Value-Based Care News

MSSP accountable care organizations share key priorities and challenges

Health system consolidation and Medicare Advantage growth posed recruitment and retention challenges for MSSP accountable care organizations.

accountable care organizations, Medicare Shared Savings Program, care management

Source: Getty Images

By Victoria Bailey

- In the Medicare Shared Savings Program (MSSP), accountable care organizations (ACOs) prioritize annual wellness visits, care transitions, and clinician engagement, as Medicare Advantage growth causes recruitment challenges.

MSSP is the largest ACO model and has been operating for over ten years. Past data has suggested that the program leads to modest improvements in care quality and healthcare spending for Medicare beneficiaries. However, some stakeholders have raised concerns about adverse patient selection, inadequate risk adjustment, and unreasonable benchmarking incentives.

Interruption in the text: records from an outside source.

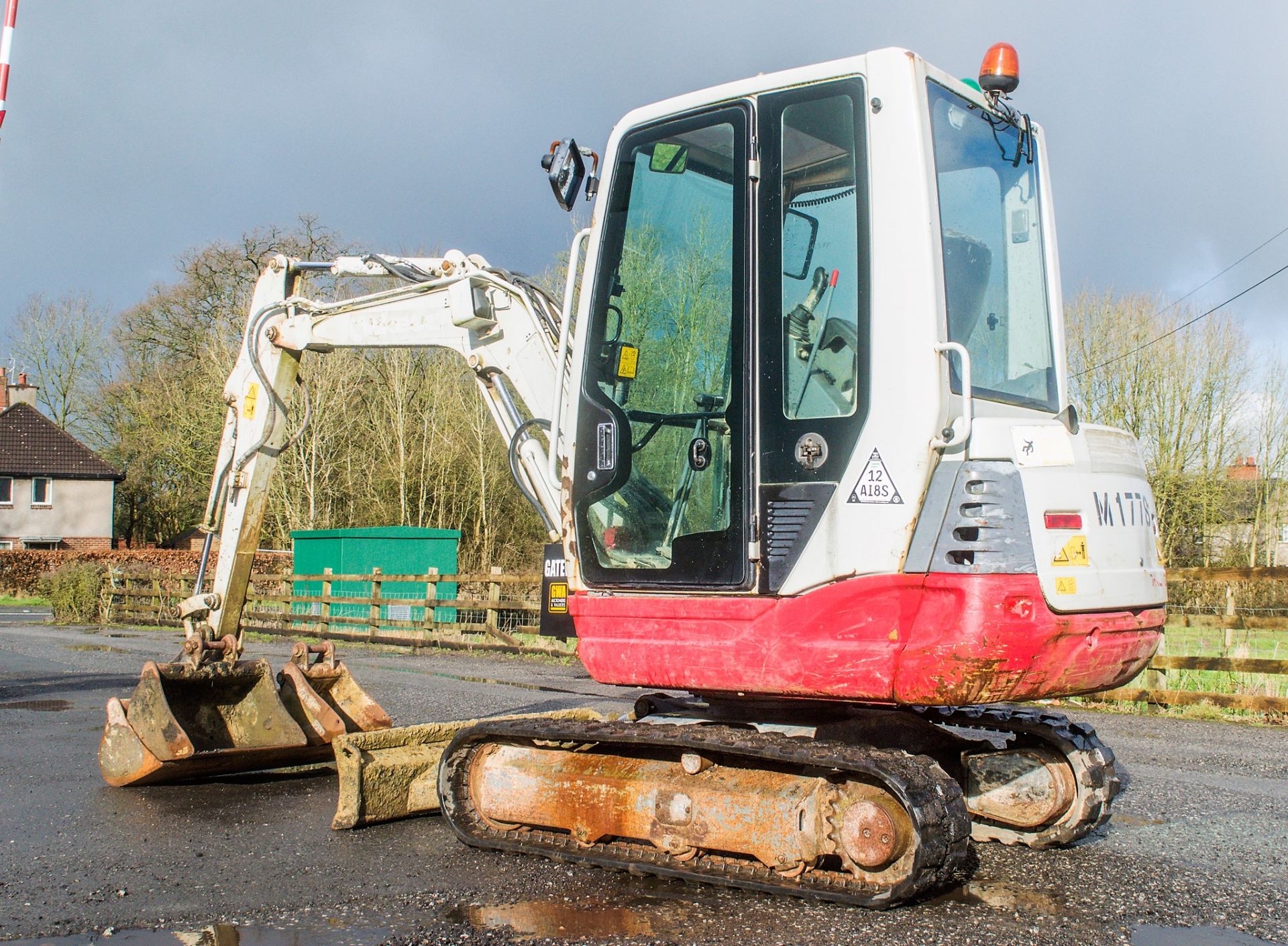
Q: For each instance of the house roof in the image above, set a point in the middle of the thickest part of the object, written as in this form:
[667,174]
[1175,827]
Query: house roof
[32,445]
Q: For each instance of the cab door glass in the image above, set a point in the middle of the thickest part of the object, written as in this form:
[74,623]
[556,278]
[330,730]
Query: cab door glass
[820,253]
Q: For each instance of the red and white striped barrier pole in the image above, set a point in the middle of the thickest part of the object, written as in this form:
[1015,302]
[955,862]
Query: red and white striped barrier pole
[11,16]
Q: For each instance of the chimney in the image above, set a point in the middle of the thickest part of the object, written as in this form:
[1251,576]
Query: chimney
[22,392]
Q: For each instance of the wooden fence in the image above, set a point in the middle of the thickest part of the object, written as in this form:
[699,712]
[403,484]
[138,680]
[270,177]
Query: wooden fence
[490,611]
[1228,615]
[484,611]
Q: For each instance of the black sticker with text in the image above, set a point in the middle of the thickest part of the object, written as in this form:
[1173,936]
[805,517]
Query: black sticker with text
[875,484]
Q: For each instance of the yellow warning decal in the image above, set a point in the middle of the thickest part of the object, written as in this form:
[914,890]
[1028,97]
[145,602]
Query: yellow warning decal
[558,598]
[628,361]
[1075,552]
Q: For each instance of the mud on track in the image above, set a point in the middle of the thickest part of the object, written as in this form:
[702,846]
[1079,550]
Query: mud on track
[1199,837]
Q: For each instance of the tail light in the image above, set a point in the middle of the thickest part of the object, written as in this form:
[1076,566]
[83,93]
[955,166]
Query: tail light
[1063,520]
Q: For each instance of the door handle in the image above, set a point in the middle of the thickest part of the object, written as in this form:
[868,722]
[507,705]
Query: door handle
[960,428]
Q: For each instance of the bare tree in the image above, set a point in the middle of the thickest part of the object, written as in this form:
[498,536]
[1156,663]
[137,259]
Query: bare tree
[64,344]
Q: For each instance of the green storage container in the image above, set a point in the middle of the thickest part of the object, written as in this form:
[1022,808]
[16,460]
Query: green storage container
[393,549]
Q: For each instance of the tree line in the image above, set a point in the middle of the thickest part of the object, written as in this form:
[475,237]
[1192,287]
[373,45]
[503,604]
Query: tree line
[402,437]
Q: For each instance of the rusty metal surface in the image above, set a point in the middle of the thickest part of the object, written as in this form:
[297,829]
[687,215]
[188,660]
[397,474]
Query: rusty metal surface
[715,800]
[869,837]
[781,819]
[184,722]
[1091,762]
[1026,788]
[393,774]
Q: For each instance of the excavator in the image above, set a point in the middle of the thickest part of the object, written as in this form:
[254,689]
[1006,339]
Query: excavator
[802,435]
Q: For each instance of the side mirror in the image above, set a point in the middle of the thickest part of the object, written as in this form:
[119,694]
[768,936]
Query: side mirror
[800,232]
[567,170]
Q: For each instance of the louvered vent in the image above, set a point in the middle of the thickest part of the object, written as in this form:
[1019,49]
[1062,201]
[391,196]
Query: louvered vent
[791,513]
[987,526]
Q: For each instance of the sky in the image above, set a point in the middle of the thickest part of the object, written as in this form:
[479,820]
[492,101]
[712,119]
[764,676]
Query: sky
[142,128]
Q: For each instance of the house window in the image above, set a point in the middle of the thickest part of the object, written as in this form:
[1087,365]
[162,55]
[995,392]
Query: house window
[42,491]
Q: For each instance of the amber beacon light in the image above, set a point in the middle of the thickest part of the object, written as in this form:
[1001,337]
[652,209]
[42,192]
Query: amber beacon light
[1000,72]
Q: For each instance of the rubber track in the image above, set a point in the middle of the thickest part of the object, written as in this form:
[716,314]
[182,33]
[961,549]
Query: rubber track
[1091,759]
[930,796]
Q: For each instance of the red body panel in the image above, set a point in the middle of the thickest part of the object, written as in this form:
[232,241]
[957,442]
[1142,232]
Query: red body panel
[933,639]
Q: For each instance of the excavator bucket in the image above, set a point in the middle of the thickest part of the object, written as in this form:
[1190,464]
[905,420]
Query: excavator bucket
[393,774]
[186,722]
[222,718]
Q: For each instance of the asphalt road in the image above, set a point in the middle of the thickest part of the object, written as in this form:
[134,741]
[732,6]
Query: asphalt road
[1199,837]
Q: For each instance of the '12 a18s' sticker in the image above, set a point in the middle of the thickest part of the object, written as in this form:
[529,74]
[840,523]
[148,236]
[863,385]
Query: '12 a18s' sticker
[875,484]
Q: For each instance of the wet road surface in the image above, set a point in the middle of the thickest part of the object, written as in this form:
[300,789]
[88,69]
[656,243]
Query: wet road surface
[1199,838]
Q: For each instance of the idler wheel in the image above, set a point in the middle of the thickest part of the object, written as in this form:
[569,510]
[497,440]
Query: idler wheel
[869,835]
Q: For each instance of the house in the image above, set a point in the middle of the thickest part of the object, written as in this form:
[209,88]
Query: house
[54,491]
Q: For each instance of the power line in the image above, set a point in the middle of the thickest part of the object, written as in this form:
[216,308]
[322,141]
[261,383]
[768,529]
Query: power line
[1184,325]
[1224,271]
[1211,278]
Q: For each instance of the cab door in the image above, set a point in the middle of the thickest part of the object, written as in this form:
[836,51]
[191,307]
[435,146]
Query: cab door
[661,471]
[814,309]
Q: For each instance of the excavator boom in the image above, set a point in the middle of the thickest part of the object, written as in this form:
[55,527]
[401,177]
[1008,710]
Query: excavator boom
[213,713]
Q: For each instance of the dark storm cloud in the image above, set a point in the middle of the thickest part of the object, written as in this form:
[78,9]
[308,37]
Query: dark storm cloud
[142,128]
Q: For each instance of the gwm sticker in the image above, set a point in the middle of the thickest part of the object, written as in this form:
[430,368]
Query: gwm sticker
[875,484]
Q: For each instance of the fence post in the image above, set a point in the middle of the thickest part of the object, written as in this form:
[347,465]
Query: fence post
[1232,614]
[490,621]
[325,611]
[1156,680]
[156,598]
[431,621]
[374,619]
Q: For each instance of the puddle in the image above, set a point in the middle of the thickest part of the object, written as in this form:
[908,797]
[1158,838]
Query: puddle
[1005,896]
[586,919]
[1193,936]
[1134,821]
[39,705]
[214,935]
[515,684]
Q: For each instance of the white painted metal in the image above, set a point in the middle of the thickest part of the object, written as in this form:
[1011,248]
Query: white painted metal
[439,313]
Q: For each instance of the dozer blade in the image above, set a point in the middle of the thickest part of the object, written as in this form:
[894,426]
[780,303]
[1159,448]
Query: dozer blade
[326,701]
[393,774]
[186,722]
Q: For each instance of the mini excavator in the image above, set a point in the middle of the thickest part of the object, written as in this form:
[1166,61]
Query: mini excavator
[802,435]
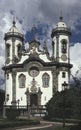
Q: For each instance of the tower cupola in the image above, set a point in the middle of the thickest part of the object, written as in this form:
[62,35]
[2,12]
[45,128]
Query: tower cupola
[14,41]
[14,32]
[61,28]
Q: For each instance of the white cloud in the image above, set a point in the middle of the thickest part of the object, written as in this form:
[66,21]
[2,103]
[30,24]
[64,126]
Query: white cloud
[76,57]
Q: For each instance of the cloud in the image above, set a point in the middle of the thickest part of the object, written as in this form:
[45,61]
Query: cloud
[76,58]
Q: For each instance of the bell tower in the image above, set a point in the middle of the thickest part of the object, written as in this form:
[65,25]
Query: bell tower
[61,52]
[60,42]
[14,45]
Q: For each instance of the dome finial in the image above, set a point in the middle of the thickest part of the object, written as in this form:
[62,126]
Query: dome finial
[61,17]
[14,21]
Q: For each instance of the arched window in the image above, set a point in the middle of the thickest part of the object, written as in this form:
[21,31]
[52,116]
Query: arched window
[45,80]
[63,74]
[19,50]
[22,80]
[8,50]
[64,46]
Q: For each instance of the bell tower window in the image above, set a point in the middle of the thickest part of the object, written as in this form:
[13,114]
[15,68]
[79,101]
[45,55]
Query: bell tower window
[64,46]
[8,50]
[45,80]
[19,50]
[22,80]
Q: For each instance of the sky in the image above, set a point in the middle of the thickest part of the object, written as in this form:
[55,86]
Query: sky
[44,15]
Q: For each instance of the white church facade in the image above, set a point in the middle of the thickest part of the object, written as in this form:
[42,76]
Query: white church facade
[32,76]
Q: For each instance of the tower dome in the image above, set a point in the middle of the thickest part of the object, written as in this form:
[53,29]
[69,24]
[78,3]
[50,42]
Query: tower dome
[61,27]
[61,23]
[14,28]
[14,32]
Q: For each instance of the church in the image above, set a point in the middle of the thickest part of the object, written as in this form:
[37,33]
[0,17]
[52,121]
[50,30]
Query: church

Researchers conducted interviews with 49 ACO leaders between September 29 and December 29, 2022, to understand their priorities, strategies, and challenges they faced. Among the 49 ACOs, 34 were hospital-associated, 35 were medium or large, and 17 were rural.

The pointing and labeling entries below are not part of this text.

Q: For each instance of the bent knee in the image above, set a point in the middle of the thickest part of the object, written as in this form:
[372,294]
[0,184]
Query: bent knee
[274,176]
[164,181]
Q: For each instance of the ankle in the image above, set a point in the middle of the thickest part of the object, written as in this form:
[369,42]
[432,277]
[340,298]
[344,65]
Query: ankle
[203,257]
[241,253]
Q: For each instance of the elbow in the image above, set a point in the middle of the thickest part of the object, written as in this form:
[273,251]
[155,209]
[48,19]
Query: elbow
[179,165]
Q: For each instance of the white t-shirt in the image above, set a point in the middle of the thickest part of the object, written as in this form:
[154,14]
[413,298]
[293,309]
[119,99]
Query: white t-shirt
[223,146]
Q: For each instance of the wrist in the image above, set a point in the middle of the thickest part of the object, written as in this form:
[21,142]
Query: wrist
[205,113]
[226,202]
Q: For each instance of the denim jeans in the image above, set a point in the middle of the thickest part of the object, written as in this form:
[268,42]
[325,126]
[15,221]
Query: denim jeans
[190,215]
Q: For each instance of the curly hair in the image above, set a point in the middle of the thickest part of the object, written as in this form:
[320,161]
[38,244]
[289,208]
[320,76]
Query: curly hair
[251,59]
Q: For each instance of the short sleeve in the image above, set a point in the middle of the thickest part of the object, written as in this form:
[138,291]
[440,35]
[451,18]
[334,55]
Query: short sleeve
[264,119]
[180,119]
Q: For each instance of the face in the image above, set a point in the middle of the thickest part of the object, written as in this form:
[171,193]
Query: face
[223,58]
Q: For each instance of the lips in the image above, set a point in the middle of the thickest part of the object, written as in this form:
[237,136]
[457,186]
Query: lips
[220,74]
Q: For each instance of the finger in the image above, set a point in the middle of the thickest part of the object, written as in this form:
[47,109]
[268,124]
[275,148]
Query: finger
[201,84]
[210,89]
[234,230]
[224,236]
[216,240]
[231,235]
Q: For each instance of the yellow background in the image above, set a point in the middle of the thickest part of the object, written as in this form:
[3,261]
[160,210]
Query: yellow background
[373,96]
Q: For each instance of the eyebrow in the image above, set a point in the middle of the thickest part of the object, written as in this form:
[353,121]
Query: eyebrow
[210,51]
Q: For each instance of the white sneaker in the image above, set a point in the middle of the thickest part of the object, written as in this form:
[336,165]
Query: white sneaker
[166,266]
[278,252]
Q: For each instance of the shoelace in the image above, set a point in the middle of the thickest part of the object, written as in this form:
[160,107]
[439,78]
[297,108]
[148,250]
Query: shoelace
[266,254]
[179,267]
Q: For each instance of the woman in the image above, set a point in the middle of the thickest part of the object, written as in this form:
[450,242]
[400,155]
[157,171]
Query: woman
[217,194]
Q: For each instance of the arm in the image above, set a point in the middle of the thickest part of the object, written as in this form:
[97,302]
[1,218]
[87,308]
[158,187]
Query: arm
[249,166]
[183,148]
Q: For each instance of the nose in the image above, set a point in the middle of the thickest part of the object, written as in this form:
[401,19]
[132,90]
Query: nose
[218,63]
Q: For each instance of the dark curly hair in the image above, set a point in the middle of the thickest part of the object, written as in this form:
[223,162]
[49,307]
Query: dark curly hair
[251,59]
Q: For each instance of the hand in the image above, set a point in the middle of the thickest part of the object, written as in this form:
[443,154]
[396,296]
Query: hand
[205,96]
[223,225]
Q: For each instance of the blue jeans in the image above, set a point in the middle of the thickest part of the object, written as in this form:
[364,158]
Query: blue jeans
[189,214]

The interviews revealed that ACO leaders focused on three key initiatives: annual wellness visits, coding practices, and care transitions. Increasing annual wellness visits was a common priority, with leaders describing the visits as an opportunity to engage patients, identify their needs, and provide evidence-based preventive care.

Enhancing coding practices can help capture the clinical complexity of patients. This focus may be tied to changes in MSSP financial benchmarking in which an ACO’s per-beneficiary costs are compared with costs for other Medicare beneficiaries in the area.

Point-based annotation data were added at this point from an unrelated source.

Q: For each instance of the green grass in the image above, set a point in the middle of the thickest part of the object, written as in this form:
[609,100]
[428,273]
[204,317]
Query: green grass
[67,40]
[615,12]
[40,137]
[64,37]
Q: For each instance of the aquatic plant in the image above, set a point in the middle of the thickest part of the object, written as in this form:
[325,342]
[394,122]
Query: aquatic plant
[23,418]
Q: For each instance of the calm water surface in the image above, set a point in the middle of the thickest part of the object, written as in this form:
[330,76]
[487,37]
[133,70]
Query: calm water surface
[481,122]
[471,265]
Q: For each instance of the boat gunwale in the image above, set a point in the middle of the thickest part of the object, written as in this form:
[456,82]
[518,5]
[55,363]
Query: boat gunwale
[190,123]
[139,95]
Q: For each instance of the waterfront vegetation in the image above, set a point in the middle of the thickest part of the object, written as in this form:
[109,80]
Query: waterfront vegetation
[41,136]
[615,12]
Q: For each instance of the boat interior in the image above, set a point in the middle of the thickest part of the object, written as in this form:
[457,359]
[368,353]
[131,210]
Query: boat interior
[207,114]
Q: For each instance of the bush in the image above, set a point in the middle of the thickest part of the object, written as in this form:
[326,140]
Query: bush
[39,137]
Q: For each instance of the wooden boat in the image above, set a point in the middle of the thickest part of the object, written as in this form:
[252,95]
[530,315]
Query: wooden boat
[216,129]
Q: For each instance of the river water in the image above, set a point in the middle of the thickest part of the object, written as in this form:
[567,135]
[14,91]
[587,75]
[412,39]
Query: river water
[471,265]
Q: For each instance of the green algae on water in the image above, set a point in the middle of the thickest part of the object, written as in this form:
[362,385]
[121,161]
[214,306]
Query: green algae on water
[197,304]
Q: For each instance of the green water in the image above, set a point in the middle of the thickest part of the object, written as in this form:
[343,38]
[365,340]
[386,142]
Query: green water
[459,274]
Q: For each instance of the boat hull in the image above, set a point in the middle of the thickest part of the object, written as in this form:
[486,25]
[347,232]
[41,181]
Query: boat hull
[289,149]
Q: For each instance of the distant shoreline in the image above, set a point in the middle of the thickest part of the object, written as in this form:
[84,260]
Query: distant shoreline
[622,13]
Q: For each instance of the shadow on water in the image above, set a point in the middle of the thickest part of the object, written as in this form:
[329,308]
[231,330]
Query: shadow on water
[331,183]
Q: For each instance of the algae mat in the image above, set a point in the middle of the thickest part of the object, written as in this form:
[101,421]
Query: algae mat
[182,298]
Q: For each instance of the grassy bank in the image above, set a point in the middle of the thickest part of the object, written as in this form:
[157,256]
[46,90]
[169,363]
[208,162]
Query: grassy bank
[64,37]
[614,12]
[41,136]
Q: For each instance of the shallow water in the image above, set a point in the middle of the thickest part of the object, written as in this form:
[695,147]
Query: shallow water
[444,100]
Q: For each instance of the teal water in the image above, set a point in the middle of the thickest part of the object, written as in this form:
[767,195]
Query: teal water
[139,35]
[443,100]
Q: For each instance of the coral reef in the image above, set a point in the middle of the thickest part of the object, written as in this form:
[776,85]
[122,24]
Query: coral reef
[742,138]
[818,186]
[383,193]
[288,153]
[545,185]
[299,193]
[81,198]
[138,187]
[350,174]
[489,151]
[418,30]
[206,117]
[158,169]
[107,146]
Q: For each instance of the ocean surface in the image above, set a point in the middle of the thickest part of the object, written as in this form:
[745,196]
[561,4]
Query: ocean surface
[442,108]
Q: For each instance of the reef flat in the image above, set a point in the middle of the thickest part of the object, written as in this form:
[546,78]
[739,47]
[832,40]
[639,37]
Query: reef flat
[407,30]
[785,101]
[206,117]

ACO leaders reported investing in care management programs that improve the flow of patients across care settings. These programs facilitate care transitions through medication reconciliation efforts, post-hospitalization phone calls, and early post-hospitalization primary care visits.

Another theme highlighted in the interviews was how ACOs engage clinicians through relationship-based and metrics-based strategies. Many ACOs implemented dashboards for clinicians to view their performance on quality and cost measures. ACO leaders also emphasized the importance of personal relationships when engaging clinicians in programmatic efforts. Some leaders at smaller ACOs regularly visited practices and met with clinicians to discuss new initiatives and strategies.

When distributing savings to their organizations, most ACO leaders reported distributing at least 50 percent of savings to participating practices. Many respondents said payments were based on the number of attributed patients, while others reported trying to link payments to quality performance and clinician engagement.

Most ACOs distributed savings to practices rather than individual clinicians. Practices were generally allowed to use the savings as they saw fit, with ACOs offering examples of where to invest them.

Market competition influenced recruitment and retention strategies, the ACO leaders shared. Some leaders cited health system consolidation and Medicare Advantage growth as barriers to MSSP participation. One respondent said retaining sufficient numbers of Medicare fee-for-service patients in their ACO was difficult because beneficiaries were increasingly moving to Medicare Advantage plans.

ACO leaders said they sometimes tried to increase ACO participation by mentioning that practices could avoid the Merit-based Incentive Payment System (MIPS)—which comes with high administrative burdens—by joining an ACO.

Hospital-associated ACOs reported misaligned incentives, including one leader who noted that improving care quality is usually universally agreed on but reducing utilization is not. Another leader said aligning incentives was possible but primarily as a way to change the hospital’s payer mix and reduce the number of Medicare patients.

Other hospital-associated ACOs said including a hospital in an ACO could boost investments in quality improvement processes. In addition, hospitals can facilitate care transitions before and after hospitalizations and improve ACOs’ ability to communicate with inpatient care management teams.

The findings suggest that researchers should study the benefits and outcomes of the common practices and initiatives that MSSP ACOs are focused on.

“As CMS continues to refine the ACO program and introduce new opportunities for clinicians and healthcare organizations to engage in value-based payment, it may benefit from an understanding of the priorities, strategies, and challenges of ACO leaders, as well as how the incentives embedded in national policy manifest on the front lines of care delivery,” the study concluded.